Observa-se, ainda, que as certidões da vida civil são eficazes a constituir início probatório da atividade rural da parte autora, nos termos na jurisprudência pacífica do Superior Tribunal de Justiça (REsp n.º 980.065/SP, Quinta Turma, Rel. Ministro Napoleão Nunes Maia Filho, j. em 20-11-2007, DJU, Seção 1, de 17-12-2007, p. 340, e REsp n.º 637.437/PB, Relatora Ministra Laurita Vaz, Quinta Turma, j. em 17-08-2004, DJU, Seção 1, de 13-09-2004, p. 287, REsp n.º 1.321.493-PR, Primeira Seção, Relator Ministro Herman Benjamim, DJe em 19-12-2012, submetido à sistemática dos recursos repetitivos.).
Da contemporaneidade da prova material
É importante frisar que a Lei de Benefícios não exige que o início de prova material seja contemporâneo à época dos fatos que se pretende comprovar, conforme se vê da transcrição do § 3º, do art. 55 da Lei 8.213, que segue:
A comprovação do tempo de serviço para os efeitos desta Lei, inclusive mediante justificação administrativa ou judicial, conforme o disposto no art. 108, só produzirá efeito quando baseada em início de prova material, não sendo admitida prova exclusivamente testemunhal, salvo na ocorrência de motivo de força maior ou caso fortuito, conforme disposto no Regulamento.
Não há justificativa legal, portanto, para que se exija prova material contemporânea ao período a ser reconhecido, nos termos reiteradamente defendidos pela Autarquia Previdenciária; tal exigência administrativa implica a introdução indevida de requisito, impondo limites que não foram estabelecidos pelo legislador.
Consequentemente, em ações desta natureza devem ser consideradas as notórias e por vezes insuperáveis dificuldades probatórias do segurado especial, sendo dispensável a apresentação de prova documental de todo o período, desde que o início de prova material seja consubstanciado por prova testemunhal, nada impedindo que sejam contemplados os documentos extemporâneos ou emitidos em período próximo ao controverso, desde que levem a supor a continuidade da atividade rural.
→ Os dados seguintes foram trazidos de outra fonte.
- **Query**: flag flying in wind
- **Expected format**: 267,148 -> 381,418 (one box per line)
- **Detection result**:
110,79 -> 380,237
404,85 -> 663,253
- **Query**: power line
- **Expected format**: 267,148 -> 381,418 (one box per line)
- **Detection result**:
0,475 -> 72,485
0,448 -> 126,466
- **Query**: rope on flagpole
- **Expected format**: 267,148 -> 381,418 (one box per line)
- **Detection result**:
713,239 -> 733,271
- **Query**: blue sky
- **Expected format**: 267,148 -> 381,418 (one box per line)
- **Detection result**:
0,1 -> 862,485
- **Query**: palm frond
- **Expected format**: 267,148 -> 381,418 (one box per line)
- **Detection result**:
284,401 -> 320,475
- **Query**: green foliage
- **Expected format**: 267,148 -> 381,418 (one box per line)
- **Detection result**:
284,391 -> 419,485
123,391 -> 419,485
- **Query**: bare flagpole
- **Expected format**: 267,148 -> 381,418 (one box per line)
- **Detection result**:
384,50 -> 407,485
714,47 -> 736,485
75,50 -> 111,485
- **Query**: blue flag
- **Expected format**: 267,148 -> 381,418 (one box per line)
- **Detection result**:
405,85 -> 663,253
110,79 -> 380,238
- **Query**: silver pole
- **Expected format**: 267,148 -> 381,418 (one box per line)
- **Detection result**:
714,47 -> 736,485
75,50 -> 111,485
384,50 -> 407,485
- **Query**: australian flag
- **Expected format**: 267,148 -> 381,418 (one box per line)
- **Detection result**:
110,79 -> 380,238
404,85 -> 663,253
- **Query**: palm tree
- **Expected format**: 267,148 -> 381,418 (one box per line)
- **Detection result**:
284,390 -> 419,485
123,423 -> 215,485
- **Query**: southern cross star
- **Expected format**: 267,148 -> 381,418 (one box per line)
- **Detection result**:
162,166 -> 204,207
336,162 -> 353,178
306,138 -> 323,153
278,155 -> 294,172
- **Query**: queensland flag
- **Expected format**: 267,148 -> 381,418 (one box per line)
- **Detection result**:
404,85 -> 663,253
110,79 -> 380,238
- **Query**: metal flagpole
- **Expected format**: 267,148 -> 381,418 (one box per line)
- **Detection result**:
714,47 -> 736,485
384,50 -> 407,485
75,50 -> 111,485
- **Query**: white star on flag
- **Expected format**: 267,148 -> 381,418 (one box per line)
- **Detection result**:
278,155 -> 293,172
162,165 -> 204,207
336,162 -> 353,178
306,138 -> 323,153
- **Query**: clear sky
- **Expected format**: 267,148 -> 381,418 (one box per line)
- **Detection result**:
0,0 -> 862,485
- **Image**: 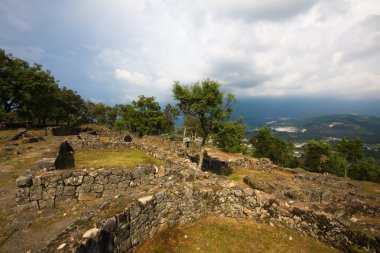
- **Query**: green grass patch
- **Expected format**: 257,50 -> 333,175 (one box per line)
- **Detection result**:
75,148 -> 164,168
137,216 -> 339,253
0,157 -> 38,188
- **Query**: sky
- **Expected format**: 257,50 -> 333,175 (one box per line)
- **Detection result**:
0,0 -> 380,113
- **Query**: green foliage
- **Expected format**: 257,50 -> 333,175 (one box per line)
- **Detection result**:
0,49 -> 83,125
337,139 -> 364,163
173,79 -> 235,146
250,127 -> 292,165
173,79 -> 235,169
131,95 -> 165,136
214,119 -> 245,153
163,104 -> 180,134
304,140 -> 330,172
320,154 -> 349,177
348,157 -> 380,183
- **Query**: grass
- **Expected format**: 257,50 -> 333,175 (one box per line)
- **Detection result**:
226,169 -> 293,186
75,148 -> 163,168
136,216 -> 339,253
0,157 -> 38,188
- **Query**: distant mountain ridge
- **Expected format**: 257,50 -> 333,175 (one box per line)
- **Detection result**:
265,114 -> 380,144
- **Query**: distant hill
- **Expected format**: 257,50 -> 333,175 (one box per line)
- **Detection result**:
258,114 -> 380,144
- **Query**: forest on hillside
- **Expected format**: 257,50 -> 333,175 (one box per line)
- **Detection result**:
0,50 -> 380,182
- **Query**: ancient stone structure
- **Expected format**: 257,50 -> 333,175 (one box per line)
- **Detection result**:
39,168 -> 379,253
54,141 -> 75,170
52,126 -> 82,136
124,134 -> 132,142
16,135 -> 380,253
16,166 -> 165,210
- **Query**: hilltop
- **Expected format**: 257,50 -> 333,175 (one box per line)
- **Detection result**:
260,114 -> 380,144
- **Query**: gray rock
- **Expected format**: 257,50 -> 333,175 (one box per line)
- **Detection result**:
16,175 -> 33,188
36,158 -> 55,170
16,188 -> 30,205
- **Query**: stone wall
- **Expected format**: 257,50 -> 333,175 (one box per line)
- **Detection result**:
44,169 -> 380,253
16,166 -> 165,210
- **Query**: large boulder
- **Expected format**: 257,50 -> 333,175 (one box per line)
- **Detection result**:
51,127 -> 82,136
36,158 -> 56,170
16,175 -> 33,188
9,131 -> 26,141
54,141 -> 75,169
124,134 -> 132,142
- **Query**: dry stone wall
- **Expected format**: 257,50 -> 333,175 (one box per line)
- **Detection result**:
43,169 -> 379,253
16,166 -> 165,210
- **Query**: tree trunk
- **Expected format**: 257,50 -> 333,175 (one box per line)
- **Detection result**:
197,146 -> 205,170
197,136 -> 207,170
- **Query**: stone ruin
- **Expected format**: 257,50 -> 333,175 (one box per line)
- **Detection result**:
16,135 -> 380,253
54,141 -> 75,170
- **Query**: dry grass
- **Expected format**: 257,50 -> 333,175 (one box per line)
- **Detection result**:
137,216 -> 339,253
75,148 -> 163,168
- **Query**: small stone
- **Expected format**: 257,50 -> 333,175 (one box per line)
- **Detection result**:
82,228 -> 101,238
16,176 -> 33,188
138,195 -> 153,205
57,243 -> 67,250
350,217 -> 358,223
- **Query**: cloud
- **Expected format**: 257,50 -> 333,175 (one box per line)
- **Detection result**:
0,0 -> 380,102
115,69 -> 149,87
207,0 -> 317,21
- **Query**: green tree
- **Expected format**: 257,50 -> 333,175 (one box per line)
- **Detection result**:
163,104 -> 180,134
348,157 -> 380,183
250,127 -> 292,166
86,101 -> 108,125
18,64 -> 60,126
173,79 -> 235,169
214,118 -> 246,153
337,139 -> 364,163
304,140 -> 330,172
131,95 -> 165,136
320,154 -> 349,177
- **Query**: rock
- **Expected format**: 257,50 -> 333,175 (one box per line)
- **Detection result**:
78,192 -> 98,201
350,217 -> 358,223
82,228 -> 102,238
16,175 -> 33,188
57,243 -> 67,250
124,134 -> 132,142
28,137 -> 40,143
9,131 -> 26,141
36,158 -> 55,170
54,141 -> 75,169
138,195 -> 153,205
52,127 -> 82,136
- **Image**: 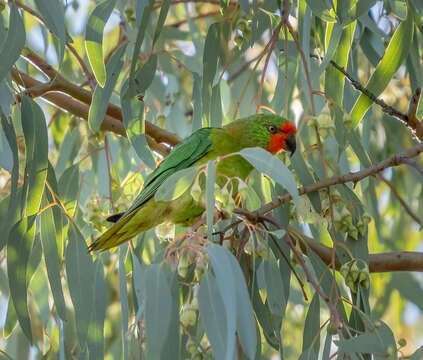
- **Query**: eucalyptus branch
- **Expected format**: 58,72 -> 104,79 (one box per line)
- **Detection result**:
15,48 -> 181,146
234,143 -> 423,216
11,68 -> 169,155
310,54 -> 423,141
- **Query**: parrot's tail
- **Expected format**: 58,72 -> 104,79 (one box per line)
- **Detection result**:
88,212 -> 136,252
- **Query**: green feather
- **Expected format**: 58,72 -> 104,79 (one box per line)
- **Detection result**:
89,114 -> 288,251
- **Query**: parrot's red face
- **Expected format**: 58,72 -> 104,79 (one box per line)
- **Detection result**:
266,121 -> 297,155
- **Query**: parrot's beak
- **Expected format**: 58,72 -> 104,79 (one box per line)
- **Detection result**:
285,133 -> 297,156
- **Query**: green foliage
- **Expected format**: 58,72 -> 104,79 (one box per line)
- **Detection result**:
0,0 -> 423,360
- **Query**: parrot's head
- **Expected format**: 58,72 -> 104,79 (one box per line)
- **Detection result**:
255,114 -> 297,156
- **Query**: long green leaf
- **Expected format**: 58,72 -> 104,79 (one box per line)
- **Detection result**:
239,148 -> 298,205
335,322 -> 396,358
119,243 -> 129,360
7,217 -> 35,342
303,293 -> 320,354
201,23 -> 220,125
206,160 -> 216,240
121,55 -> 157,169
198,273 -> 227,359
0,113 -> 20,250
85,0 -> 119,86
325,22 -> 356,107
154,167 -> 198,201
144,264 -> 172,360
34,0 -> 67,66
153,0 -> 170,46
22,96 -> 48,216
263,255 -> 287,317
40,197 -> 66,320
88,45 -> 126,131
88,259 -> 107,359
351,11 -> 413,126
0,3 -> 26,81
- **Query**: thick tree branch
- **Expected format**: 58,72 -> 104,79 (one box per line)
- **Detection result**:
288,227 -> 423,273
234,143 -> 423,217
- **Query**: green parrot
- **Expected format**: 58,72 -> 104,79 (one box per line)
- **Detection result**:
89,114 -> 296,251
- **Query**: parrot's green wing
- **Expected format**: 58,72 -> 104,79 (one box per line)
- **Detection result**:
121,128 -> 212,219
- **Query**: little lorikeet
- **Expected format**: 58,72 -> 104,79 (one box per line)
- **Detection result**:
89,114 -> 296,251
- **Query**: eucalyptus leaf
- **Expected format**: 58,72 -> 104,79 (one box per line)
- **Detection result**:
239,148 -> 298,205
154,166 -> 198,201
85,0 -> 117,87
144,264 -> 172,359
0,3 -> 26,81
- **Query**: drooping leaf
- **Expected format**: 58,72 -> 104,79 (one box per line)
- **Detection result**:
198,273 -> 227,359
351,11 -> 413,127
58,165 -> 79,216
144,264 -> 172,359
206,160 -> 216,239
119,243 -> 129,360
121,55 -> 157,169
410,346 -> 423,360
0,3 -> 26,81
303,292 -> 320,354
88,45 -> 126,131
335,322 -> 397,359
239,148 -> 298,205
325,22 -> 356,107
40,197 -> 66,320
229,256 -> 257,360
21,96 -> 48,216
65,224 -> 95,349
7,217 -> 35,342
263,254 -> 287,317
85,0 -> 120,86
0,112 -> 21,250
201,23 -> 220,125
153,0 -> 170,46
88,259 -> 108,359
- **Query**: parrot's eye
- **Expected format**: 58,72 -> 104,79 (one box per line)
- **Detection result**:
267,125 -> 278,134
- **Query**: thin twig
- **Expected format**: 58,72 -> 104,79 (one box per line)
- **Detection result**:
377,174 -> 423,226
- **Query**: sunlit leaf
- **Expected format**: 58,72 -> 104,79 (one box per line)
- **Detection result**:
351,11 -> 413,126
85,0 -> 120,89
303,292 -> 320,354
206,160 -> 216,239
88,259 -> 108,359
0,3 -> 26,81
22,96 -> 48,216
154,167 -> 198,201
198,273 -> 228,359
40,198 -> 66,320
119,244 -> 129,360
144,264 -> 172,359
88,45 -> 126,131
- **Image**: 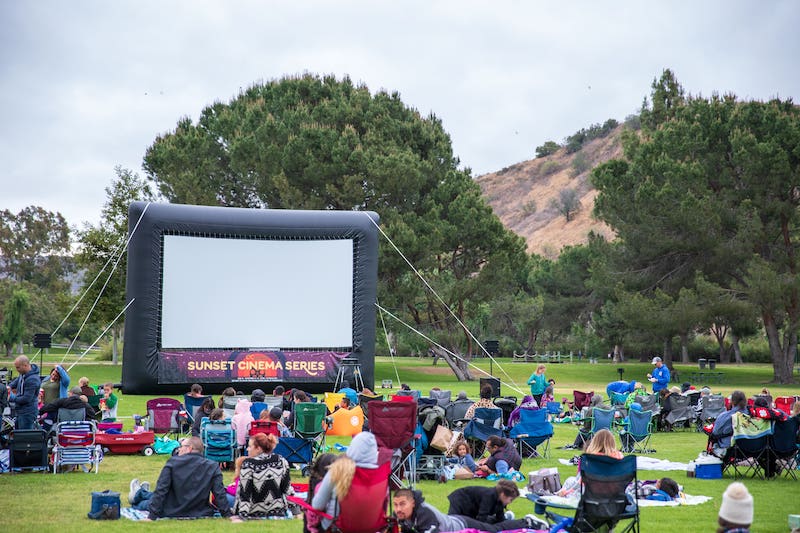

Da prova da atividade rural prestada como boia-fria
No caso de exercício de trabalho rural caracterizado por sua notória informalidade, comprometendo a prova da atividade e, por conseguinte, a obtenção do benefício previdenciário, a jurisprudência pacificada por esta Corte era no sentido de abrandar a exigência relativa ao início de prova material, admitindo, até mesmo, em situações extremas, a comprovação da atividade exclusivamente por meio de prova testemunhal.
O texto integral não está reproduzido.